Del resto tutti quei movimenti che per comodità di discorso possiamo collocare nella prospettiva dell'esplosione della contestazione del 1968, ma che hanno radici ben più lontane, sia che si tratti di movimenti di origine studentesca o a partecipazione operaia, sia più in generale di contestazione di particolari istituzioni e che avevano fatto prendere corpo a speranze di rinnovamento affidate a veicoli extra-parlamentari, stanno dimostrando con il tempo la debolezza della loro ipotesi se pure mantengono la forza delle loro istanze. La "nuova sinistra" in tutte le sue accezioni e sfumature come la nuova linea politica, come movimento spontaneo collettivo, come agente di un processo rivoluzionario non sembra di per se costituire una alternativa alla "vecchia sinistra", quella per intendersi tradizionalmente organizzata nei partiti e nei sindacati operai. Il rapporto tra i due sistemi di fenomeni, sia che si compia un discorso a livello del sistema politico e partitico, sia a livello delle forze stru
tturali che li sottendono, è molto più complesso di una semplice contrapposizione.

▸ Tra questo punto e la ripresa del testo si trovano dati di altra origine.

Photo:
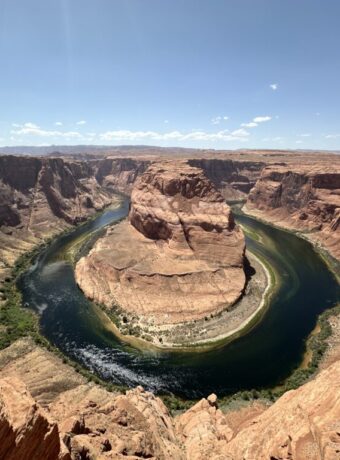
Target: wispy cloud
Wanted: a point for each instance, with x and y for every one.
(35, 130)
(255, 122)
(251, 124)
(32, 130)
(127, 135)
(332, 136)
(217, 120)
(261, 119)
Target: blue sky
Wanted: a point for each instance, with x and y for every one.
(194, 73)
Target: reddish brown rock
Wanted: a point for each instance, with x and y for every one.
(94, 423)
(26, 432)
(179, 259)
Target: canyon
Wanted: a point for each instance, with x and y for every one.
(47, 410)
(177, 258)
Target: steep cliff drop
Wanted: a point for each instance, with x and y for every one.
(81, 420)
(303, 198)
(178, 258)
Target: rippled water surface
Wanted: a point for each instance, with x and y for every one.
(263, 357)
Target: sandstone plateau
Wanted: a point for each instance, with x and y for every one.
(47, 411)
(178, 258)
(304, 198)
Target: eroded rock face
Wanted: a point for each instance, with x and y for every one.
(26, 431)
(305, 198)
(86, 421)
(180, 256)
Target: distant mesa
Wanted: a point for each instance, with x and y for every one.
(179, 257)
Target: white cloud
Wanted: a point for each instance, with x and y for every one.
(217, 120)
(35, 130)
(261, 119)
(251, 124)
(127, 135)
(255, 122)
(332, 136)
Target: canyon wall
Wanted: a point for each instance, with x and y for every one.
(234, 179)
(40, 197)
(301, 197)
(48, 411)
(179, 257)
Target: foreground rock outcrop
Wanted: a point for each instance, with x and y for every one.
(304, 198)
(26, 431)
(179, 257)
(84, 421)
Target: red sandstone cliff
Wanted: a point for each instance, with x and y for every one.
(84, 421)
(304, 198)
(179, 259)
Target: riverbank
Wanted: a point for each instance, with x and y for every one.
(209, 333)
(173, 401)
(332, 263)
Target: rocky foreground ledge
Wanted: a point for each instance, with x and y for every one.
(48, 411)
(178, 258)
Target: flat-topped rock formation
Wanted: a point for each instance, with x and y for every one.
(301, 197)
(178, 258)
(83, 420)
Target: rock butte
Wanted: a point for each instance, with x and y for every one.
(49, 411)
(178, 258)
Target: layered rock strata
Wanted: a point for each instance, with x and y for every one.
(84, 421)
(303, 198)
(178, 258)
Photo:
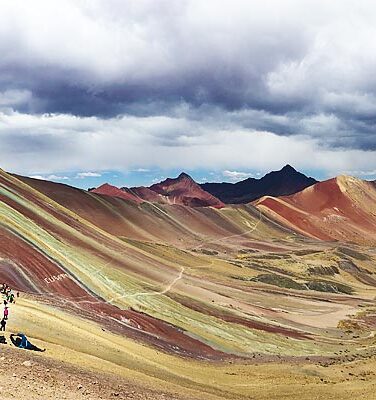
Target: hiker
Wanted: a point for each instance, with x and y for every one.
(3, 324)
(21, 341)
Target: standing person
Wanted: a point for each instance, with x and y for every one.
(3, 324)
(6, 312)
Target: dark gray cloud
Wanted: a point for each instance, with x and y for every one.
(293, 68)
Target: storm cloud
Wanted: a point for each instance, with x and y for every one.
(187, 74)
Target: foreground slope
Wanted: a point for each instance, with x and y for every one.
(342, 208)
(237, 309)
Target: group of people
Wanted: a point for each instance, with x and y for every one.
(9, 298)
(19, 340)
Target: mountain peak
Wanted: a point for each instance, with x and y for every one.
(276, 183)
(184, 175)
(288, 168)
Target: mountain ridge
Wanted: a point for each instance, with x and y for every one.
(286, 181)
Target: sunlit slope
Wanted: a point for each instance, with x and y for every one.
(342, 208)
(176, 224)
(125, 285)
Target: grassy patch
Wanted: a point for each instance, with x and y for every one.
(280, 281)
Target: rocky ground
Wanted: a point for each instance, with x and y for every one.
(26, 375)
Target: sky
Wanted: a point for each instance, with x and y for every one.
(132, 91)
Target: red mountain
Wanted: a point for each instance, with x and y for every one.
(341, 208)
(185, 191)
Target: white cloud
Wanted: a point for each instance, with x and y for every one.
(82, 175)
(236, 175)
(160, 142)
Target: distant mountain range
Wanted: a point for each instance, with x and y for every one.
(341, 208)
(277, 183)
(184, 190)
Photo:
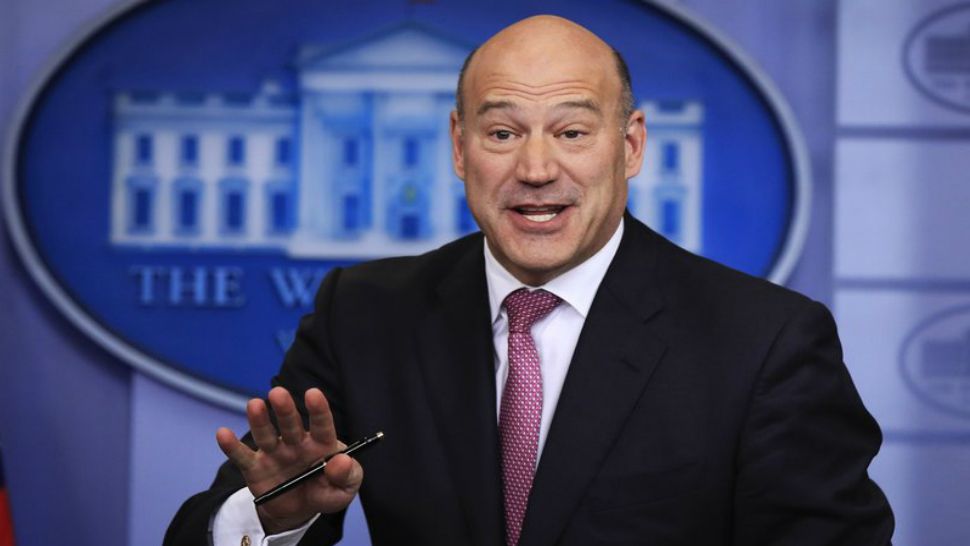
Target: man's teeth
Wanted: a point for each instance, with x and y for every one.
(541, 217)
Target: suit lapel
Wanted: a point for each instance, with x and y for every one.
(614, 359)
(456, 354)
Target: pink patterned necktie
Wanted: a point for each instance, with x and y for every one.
(521, 410)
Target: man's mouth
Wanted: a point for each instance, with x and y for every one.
(539, 214)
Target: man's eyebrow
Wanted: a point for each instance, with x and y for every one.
(496, 105)
(584, 104)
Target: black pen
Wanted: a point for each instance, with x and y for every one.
(316, 469)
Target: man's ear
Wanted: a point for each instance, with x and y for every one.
(635, 140)
(457, 156)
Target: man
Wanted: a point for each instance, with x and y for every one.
(650, 397)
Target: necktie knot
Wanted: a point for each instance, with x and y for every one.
(526, 307)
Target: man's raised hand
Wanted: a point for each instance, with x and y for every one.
(282, 455)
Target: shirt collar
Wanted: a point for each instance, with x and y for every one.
(577, 286)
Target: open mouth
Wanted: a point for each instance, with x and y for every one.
(540, 214)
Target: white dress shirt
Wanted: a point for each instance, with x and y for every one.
(555, 337)
(556, 334)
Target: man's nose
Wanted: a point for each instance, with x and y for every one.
(537, 163)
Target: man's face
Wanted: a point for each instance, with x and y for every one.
(543, 152)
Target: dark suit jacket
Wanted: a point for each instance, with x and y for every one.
(702, 407)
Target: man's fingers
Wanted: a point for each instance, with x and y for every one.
(287, 417)
(321, 420)
(344, 472)
(238, 452)
(262, 429)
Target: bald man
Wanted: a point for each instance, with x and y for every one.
(665, 399)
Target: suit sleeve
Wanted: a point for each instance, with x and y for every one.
(308, 363)
(806, 446)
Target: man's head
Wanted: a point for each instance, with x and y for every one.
(545, 140)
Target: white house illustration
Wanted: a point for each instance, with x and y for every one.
(356, 165)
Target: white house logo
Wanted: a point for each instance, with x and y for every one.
(936, 56)
(181, 200)
(935, 361)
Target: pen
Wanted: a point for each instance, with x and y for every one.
(316, 469)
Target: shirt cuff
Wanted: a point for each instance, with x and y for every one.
(237, 524)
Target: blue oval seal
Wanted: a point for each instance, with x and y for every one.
(935, 360)
(179, 188)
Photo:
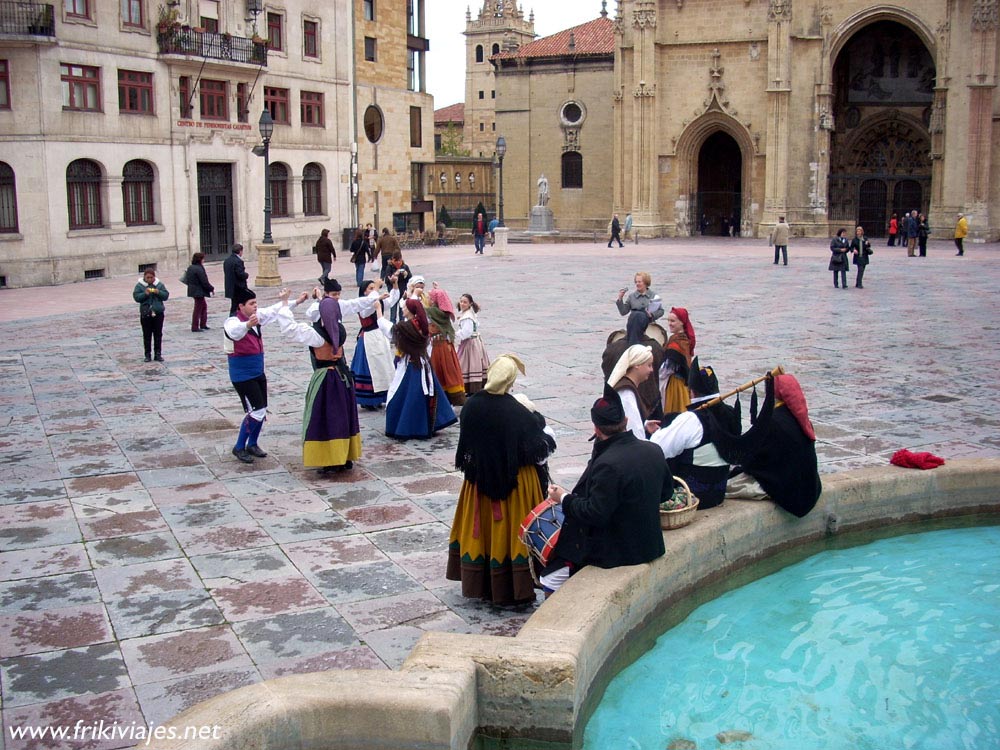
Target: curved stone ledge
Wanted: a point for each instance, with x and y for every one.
(537, 684)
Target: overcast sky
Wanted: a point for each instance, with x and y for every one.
(446, 22)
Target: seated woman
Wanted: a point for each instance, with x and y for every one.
(633, 368)
(414, 406)
(677, 361)
(502, 450)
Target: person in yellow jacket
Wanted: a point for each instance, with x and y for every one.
(961, 230)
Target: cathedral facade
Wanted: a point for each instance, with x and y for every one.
(741, 111)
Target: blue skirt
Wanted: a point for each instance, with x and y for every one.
(411, 414)
(363, 389)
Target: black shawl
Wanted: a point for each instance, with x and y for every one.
(497, 437)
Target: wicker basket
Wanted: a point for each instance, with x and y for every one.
(675, 519)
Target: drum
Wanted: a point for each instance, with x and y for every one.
(540, 529)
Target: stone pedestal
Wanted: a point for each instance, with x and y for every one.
(500, 241)
(542, 221)
(267, 266)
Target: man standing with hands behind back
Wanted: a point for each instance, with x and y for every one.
(235, 274)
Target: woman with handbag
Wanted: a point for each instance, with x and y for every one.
(861, 248)
(150, 293)
(839, 247)
(199, 288)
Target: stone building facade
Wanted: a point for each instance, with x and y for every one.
(394, 115)
(826, 113)
(126, 131)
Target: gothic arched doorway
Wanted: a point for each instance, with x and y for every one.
(880, 151)
(720, 185)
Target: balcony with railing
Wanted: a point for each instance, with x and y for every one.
(27, 19)
(184, 41)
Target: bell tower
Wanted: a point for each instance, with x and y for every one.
(499, 27)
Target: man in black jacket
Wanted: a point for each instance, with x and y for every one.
(235, 274)
(613, 512)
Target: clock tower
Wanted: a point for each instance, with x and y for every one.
(499, 27)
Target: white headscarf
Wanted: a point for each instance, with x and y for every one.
(636, 354)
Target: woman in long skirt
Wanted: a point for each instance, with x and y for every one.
(371, 365)
(502, 450)
(415, 404)
(472, 354)
(677, 361)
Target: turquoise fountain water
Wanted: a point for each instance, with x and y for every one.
(893, 644)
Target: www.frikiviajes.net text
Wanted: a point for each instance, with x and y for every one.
(133, 733)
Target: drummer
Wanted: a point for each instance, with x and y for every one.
(642, 306)
(613, 512)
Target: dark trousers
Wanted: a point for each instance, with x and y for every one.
(199, 315)
(152, 331)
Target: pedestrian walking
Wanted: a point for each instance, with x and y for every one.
(616, 232)
(200, 290)
(961, 232)
(235, 276)
(325, 254)
(150, 293)
(779, 238)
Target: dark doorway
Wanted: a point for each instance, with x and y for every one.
(720, 185)
(215, 208)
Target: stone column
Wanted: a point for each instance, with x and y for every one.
(779, 90)
(645, 157)
(267, 266)
(983, 44)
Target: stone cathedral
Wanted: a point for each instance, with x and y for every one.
(704, 113)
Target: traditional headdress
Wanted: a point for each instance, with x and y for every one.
(502, 373)
(634, 355)
(682, 315)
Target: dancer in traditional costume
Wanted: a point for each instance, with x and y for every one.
(502, 449)
(331, 436)
(677, 361)
(415, 406)
(472, 354)
(371, 365)
(444, 358)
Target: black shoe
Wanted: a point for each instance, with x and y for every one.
(243, 456)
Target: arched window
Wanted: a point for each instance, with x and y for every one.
(137, 192)
(83, 189)
(312, 189)
(8, 199)
(279, 190)
(572, 170)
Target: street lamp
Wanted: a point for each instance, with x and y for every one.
(266, 126)
(501, 150)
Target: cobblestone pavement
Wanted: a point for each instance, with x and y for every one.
(143, 569)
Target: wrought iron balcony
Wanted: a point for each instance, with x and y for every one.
(183, 41)
(27, 19)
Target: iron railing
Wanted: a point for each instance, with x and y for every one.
(181, 41)
(30, 19)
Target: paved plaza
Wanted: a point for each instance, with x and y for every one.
(143, 569)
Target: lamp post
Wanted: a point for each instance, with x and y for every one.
(501, 150)
(266, 126)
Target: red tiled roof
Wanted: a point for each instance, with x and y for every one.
(454, 113)
(595, 37)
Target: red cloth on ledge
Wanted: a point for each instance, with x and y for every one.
(910, 460)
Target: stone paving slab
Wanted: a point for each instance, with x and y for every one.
(143, 569)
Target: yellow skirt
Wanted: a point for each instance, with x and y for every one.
(676, 395)
(484, 552)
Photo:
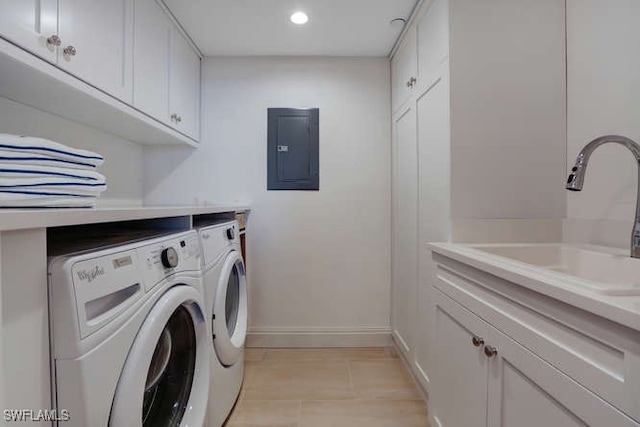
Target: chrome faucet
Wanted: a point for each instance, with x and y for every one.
(576, 178)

Uno dei nodi che abbiamo cercato di approfondire in questo scritto, attraverso la ricostruzione storica delle vicende in Francia ed in Germania, è proprio il modo in cui questo rapporto si è svolto nel tempo, come i due momenti si sono intrecciati o contrapposti e quali ne sono le conseguenze che si possono trarre.
1.2. Il quadro generale europeo che abbiamo di fronte è riconducibile con sufficiente attendibilità ad un quadro unitario in cui situazioni e forze si presentano in forme abbastanza parallele.
Da una parte il mondo dell'Europa del centro e del nord con la Germania, i paesi scandinavi e la Gran Bretagna in cui la polarizzazione bipartitica o tendenzialmente bipartitica si fonda su uno schieramento conservatore (di stampo liberal-moderato nei paesi anglosassoni e scandinavi e di stampo confessionale-reazionario in Germania ed in Austria) ed uno schieramento progressista basato quasi esclusivamente sul movimento operaio inquadrato dalle socialdemocrazie. In questa area il Partito Comunista è pressoché assente, mentre i movimenti extra-parlamentari giocano un ruolo di propulsione ideale e sociale, divenendo talvolta centrali nella scena politica come nella Germania del 1967/1968.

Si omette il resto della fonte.